(第三者視点)
稜がキッチンから注いできた水を受け取り、譲がゆっくりとそれを陸の口に含ませる。喘ぐように水を飲み下す陸の苦しそうな顔を見て、稜が唇を噛み締めた。
「陸、…」
「…、」
「…陸」
開きかけた唇を強ばらせる陸。目を泳がせて稜と相対するも、ふるりと小さく肩が震えた。
「…っ」
「…う、え…りょ、う?」
唐突に、がばっと稜に抱きつかれて狼狽える陸。戸惑ったような陸の声を聞きながら、稜はしがみつくように陸の胸に抱きつく。
「っごめん、ごめんね陸。陸のこと嫌いになったわけじゃないんだ、」
後ろから譲、前から稜に抱きつかれた陸は、おろおろと顔を前後に行き来させる。その間にも陸を抱きしめる力を強める二人。
普段の陸なら、二人に目を逸らされたからといってここまで弱ることはない。二人を信じてるから。でも今日は、仕事や人との接触などによる過度のストレス、肉体的な怪我などもあり弱りきっていた。もしかしたら二人は俺のこと嫌いなのかも、…なんてネガティブな方向に思考してしまい、ぐるぐるといやな言葉が回る頭の中で、他人の体温を思い出して、気持ち悪くなって。
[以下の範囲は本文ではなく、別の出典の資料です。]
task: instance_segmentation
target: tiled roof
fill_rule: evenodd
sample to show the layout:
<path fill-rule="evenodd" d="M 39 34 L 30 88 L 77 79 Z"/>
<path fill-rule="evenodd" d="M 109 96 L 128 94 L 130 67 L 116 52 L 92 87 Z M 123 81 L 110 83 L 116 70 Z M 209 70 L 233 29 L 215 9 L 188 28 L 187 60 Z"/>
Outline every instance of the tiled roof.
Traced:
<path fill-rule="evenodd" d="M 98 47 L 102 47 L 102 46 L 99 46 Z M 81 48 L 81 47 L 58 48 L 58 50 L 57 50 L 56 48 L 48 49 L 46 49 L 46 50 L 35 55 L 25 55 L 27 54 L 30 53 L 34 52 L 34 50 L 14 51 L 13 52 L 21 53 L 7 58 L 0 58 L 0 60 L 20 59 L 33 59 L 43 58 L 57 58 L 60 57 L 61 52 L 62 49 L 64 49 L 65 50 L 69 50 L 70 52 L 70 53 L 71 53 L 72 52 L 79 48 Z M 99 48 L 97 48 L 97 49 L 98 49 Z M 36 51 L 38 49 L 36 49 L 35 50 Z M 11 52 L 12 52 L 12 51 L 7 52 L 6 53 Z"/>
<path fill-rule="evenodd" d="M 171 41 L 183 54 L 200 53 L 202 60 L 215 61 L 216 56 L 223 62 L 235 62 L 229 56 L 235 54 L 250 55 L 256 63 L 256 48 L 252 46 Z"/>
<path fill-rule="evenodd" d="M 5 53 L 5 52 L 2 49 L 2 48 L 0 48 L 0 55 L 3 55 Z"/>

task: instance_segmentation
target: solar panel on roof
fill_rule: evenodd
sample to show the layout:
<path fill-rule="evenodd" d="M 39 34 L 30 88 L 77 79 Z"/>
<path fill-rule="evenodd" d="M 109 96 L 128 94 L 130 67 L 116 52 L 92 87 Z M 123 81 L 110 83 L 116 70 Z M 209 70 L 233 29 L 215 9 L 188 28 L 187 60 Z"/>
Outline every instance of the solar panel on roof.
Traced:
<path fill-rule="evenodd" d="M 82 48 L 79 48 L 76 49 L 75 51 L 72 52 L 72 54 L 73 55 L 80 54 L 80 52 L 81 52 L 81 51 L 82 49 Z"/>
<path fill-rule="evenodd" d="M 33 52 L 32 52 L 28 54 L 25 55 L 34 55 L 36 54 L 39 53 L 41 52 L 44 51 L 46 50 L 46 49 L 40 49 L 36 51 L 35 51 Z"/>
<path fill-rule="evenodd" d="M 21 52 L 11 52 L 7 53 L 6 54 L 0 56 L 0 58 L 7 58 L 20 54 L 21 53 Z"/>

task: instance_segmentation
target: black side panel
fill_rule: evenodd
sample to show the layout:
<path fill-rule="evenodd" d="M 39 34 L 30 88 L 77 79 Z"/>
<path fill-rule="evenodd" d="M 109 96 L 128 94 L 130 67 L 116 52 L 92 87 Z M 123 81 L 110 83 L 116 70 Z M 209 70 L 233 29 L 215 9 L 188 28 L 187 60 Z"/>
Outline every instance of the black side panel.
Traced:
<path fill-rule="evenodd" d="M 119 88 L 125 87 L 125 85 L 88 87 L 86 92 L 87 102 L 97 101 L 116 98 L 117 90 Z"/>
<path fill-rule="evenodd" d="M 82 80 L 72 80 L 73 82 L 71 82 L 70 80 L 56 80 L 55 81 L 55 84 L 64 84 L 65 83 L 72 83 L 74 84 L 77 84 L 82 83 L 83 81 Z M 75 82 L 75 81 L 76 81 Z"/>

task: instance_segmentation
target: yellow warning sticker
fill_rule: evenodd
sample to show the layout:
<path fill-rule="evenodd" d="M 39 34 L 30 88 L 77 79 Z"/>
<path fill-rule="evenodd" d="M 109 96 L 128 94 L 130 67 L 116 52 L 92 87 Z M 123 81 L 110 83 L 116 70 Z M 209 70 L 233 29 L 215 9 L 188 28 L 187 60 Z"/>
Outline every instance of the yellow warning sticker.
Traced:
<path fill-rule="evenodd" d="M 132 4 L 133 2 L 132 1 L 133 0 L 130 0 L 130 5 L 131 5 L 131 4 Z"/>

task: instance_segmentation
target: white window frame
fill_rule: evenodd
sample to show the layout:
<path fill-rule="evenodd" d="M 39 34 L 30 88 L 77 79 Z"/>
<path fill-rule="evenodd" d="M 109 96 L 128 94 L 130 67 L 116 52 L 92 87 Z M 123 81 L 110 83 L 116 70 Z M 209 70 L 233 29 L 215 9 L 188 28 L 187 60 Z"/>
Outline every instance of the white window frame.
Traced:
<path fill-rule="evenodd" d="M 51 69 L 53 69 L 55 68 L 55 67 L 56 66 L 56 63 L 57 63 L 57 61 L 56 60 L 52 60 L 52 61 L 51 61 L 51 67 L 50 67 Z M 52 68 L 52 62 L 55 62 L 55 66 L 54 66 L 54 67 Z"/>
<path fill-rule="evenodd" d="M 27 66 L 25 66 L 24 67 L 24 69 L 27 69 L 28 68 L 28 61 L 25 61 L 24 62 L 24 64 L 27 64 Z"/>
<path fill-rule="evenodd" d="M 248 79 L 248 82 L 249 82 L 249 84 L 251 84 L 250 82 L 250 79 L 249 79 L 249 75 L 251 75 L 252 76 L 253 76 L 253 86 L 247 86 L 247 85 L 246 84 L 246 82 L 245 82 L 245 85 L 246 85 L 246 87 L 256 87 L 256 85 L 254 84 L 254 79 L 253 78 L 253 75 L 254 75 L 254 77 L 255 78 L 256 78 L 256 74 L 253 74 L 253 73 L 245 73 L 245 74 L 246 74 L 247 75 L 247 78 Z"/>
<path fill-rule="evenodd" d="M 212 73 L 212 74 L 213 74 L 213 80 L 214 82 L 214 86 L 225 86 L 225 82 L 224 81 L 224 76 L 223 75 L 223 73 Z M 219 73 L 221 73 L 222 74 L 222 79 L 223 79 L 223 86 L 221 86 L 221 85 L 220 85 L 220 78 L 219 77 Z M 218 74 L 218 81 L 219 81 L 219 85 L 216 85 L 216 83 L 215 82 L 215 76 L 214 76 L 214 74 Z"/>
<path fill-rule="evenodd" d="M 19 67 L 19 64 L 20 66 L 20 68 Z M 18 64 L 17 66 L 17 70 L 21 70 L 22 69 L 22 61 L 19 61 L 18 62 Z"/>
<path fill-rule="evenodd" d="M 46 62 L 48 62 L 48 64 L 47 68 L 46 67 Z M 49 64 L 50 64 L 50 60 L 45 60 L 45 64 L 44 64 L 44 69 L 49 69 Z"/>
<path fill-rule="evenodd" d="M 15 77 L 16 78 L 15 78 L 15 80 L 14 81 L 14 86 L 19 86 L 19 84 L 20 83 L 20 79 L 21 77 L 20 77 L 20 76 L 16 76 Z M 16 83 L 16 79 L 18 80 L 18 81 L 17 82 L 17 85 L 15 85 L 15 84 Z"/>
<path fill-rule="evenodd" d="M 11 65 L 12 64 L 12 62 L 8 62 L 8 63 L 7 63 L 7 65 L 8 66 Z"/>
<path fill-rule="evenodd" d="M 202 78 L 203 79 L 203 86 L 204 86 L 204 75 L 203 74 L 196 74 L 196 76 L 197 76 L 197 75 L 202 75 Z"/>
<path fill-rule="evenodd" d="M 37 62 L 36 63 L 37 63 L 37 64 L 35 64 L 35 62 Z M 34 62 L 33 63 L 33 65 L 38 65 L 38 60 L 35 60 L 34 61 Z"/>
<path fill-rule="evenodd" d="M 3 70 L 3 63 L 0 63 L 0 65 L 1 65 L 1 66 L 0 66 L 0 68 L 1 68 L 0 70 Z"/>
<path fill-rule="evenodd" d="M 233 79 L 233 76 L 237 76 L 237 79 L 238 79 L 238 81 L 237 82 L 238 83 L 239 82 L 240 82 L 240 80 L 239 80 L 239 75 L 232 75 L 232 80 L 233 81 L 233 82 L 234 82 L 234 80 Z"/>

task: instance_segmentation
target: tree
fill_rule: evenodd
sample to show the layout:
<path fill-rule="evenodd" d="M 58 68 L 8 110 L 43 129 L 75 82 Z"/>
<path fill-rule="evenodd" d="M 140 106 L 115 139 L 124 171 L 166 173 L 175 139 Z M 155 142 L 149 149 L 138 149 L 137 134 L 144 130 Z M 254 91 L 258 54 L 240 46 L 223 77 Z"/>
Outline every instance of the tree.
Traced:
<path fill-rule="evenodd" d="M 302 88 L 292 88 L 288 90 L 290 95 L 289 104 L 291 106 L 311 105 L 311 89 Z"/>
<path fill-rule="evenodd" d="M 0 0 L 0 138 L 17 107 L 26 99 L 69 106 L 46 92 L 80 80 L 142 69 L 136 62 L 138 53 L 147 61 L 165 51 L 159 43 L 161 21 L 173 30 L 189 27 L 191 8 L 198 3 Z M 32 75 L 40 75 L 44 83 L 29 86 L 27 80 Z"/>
怯えるように体をふるわせた陸を、二人はぎゅう、と力の限り抱きしめる。
「う、…あ…、二人、とも」
数分経ってもそのままな二人に、おずおずと口を開く陸。
「なに、陸?」
「どうした、陸」
「え…あ、…ふ、服くらい、着たい、…な」
少しだけ恥ずかしそうにそう言った陸にはっとする。そういえば陸はタオル一枚の姿のまま。風呂も途中であがったうえに、ろくに水滴を拭いてもいない。
「か、風邪引いちゃうよね、ごめん陸!」
「わりィ陸。…あー、とりあえず風呂入り直すか」
ぱっと陸の体から離れた二人。自分から離れるよう言ったものの、なくなった体温にどこか寂しげな表情を浮かべた陸をみて、不謹慎にもきゅんと胸が高鳴る。
「…、一緒、入りたい…」
まだ不安が残ってるのだろう。目を伏せて小さい声で呟く。
「部屋から着替えとってくるね、待ってて陸」
目を伏せる陸ににっこり笑いかけた稜の行動は早かった。
譲によって蹴破られた扉をくぐり、凄まじい速さで駆けていく。稜が向かった玄関の扉の方からものすごい音が聞こえてきて、譲はおもわず遠い目をした。部屋中の扉という扉を修理して貰わなければならなくなる日が、遠くないうちにくるかもしれない。
まぁ今のところ修理しなければいけない扉は、譲によって壊されたものだからなんともいえないが。
稜の後ろ姿をぽかんと見送った陸の隣で、さすがブラコン、と譲が小さく呟いた。